The wealthy shipowner was so proud of this gift that he hung it in the place of honor, behind the famous bar – named Ari’s bar – of his yacht, alongside works by Vermeer, Gauguin, Le Greco and Pissarro.
From Elizabeth Taylor to John Kennedy
This “super-yacht”, the “Christina” – the first name of Onassis’ daughter – was a former Canadian navy frigate, nearly 100 meters long. It had participated in the Normandy landings, before Onassis bought it after the war for 34,000 dollars.
Onassis had it renovated luxuriously, for some 4 million dollars, to make it “One of the most incredible floating structures”, and one of the favorite places of the jet-set of the time, recalled Engelen.
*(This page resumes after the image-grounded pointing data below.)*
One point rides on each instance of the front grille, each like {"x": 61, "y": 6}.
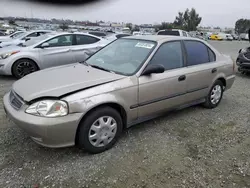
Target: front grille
{"x": 247, "y": 55}
{"x": 15, "y": 101}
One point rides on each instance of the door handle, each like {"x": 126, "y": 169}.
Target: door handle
{"x": 214, "y": 70}
{"x": 182, "y": 78}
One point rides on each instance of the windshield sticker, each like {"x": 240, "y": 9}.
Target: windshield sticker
{"x": 144, "y": 45}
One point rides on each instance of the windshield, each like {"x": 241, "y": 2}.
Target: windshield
{"x": 169, "y": 32}
{"x": 124, "y": 56}
{"x": 16, "y": 35}
{"x": 35, "y": 40}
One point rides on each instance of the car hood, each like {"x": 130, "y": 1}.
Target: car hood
{"x": 58, "y": 81}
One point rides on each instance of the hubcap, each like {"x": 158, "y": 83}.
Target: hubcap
{"x": 25, "y": 68}
{"x": 216, "y": 94}
{"x": 102, "y": 131}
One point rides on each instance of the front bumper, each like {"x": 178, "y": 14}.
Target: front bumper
{"x": 48, "y": 132}
{"x": 242, "y": 61}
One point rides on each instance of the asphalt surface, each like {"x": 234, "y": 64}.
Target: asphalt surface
{"x": 194, "y": 147}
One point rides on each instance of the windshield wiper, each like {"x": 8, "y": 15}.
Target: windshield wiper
{"x": 96, "y": 66}
{"x": 85, "y": 63}
{"x": 101, "y": 68}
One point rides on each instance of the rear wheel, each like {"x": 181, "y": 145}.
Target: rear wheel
{"x": 99, "y": 130}
{"x": 23, "y": 67}
{"x": 214, "y": 97}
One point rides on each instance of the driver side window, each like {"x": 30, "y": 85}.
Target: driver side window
{"x": 169, "y": 55}
{"x": 63, "y": 40}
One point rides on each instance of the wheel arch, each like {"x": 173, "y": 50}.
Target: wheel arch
{"x": 119, "y": 108}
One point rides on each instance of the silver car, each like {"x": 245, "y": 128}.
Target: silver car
{"x": 46, "y": 51}
{"x": 11, "y": 36}
{"x": 23, "y": 37}
{"x": 127, "y": 82}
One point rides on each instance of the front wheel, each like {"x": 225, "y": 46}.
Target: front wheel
{"x": 99, "y": 130}
{"x": 215, "y": 95}
{"x": 23, "y": 67}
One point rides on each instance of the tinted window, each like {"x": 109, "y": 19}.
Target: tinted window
{"x": 169, "y": 55}
{"x": 122, "y": 35}
{"x": 99, "y": 34}
{"x": 197, "y": 53}
{"x": 212, "y": 57}
{"x": 169, "y": 32}
{"x": 35, "y": 34}
{"x": 84, "y": 39}
{"x": 64, "y": 40}
{"x": 184, "y": 34}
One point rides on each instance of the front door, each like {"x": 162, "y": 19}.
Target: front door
{"x": 160, "y": 92}
{"x": 58, "y": 53}
{"x": 202, "y": 69}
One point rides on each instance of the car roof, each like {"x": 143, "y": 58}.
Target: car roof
{"x": 160, "y": 38}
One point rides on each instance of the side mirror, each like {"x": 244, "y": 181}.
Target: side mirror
{"x": 26, "y": 39}
{"x": 45, "y": 45}
{"x": 150, "y": 69}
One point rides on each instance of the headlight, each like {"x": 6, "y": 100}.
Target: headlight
{"x": 243, "y": 50}
{"x": 48, "y": 108}
{"x": 6, "y": 55}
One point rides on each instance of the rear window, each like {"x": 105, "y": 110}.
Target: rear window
{"x": 169, "y": 32}
{"x": 98, "y": 34}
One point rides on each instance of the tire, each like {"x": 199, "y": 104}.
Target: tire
{"x": 87, "y": 128}
{"x": 23, "y": 67}
{"x": 209, "y": 103}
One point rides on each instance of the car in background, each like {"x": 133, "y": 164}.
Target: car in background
{"x": 173, "y": 32}
{"x": 23, "y": 37}
{"x": 11, "y": 36}
{"x": 97, "y": 33}
{"x": 89, "y": 104}
{"x": 2, "y": 34}
{"x": 113, "y": 37}
{"x": 244, "y": 36}
{"x": 235, "y": 37}
{"x": 49, "y": 50}
{"x": 215, "y": 37}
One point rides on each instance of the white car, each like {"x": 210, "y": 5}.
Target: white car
{"x": 174, "y": 32}
{"x": 23, "y": 37}
{"x": 11, "y": 36}
{"x": 116, "y": 36}
{"x": 49, "y": 50}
From Elizabeth Taylor to John F. Kennedy, passing by Maria Callas or Richard Burton, Grace Kelly and Prince Rainier, many big names of the time boarded it.
When Onassis died in 1975 – seven years after his marriage to Jackie Kennedy – his yacht was sold, and everything on board stored, until his heirs recently decided to part with the board.
To better seduce fans of this mixture of history and stars, the auction house Phillips had reconstituted, in its New York exhibition rooms, the Ari’s Bar – including imitations of its famous whale teeth – and filled the shelves of Pol Roger champagne bottles, the favorite bubbles of “Old lion”.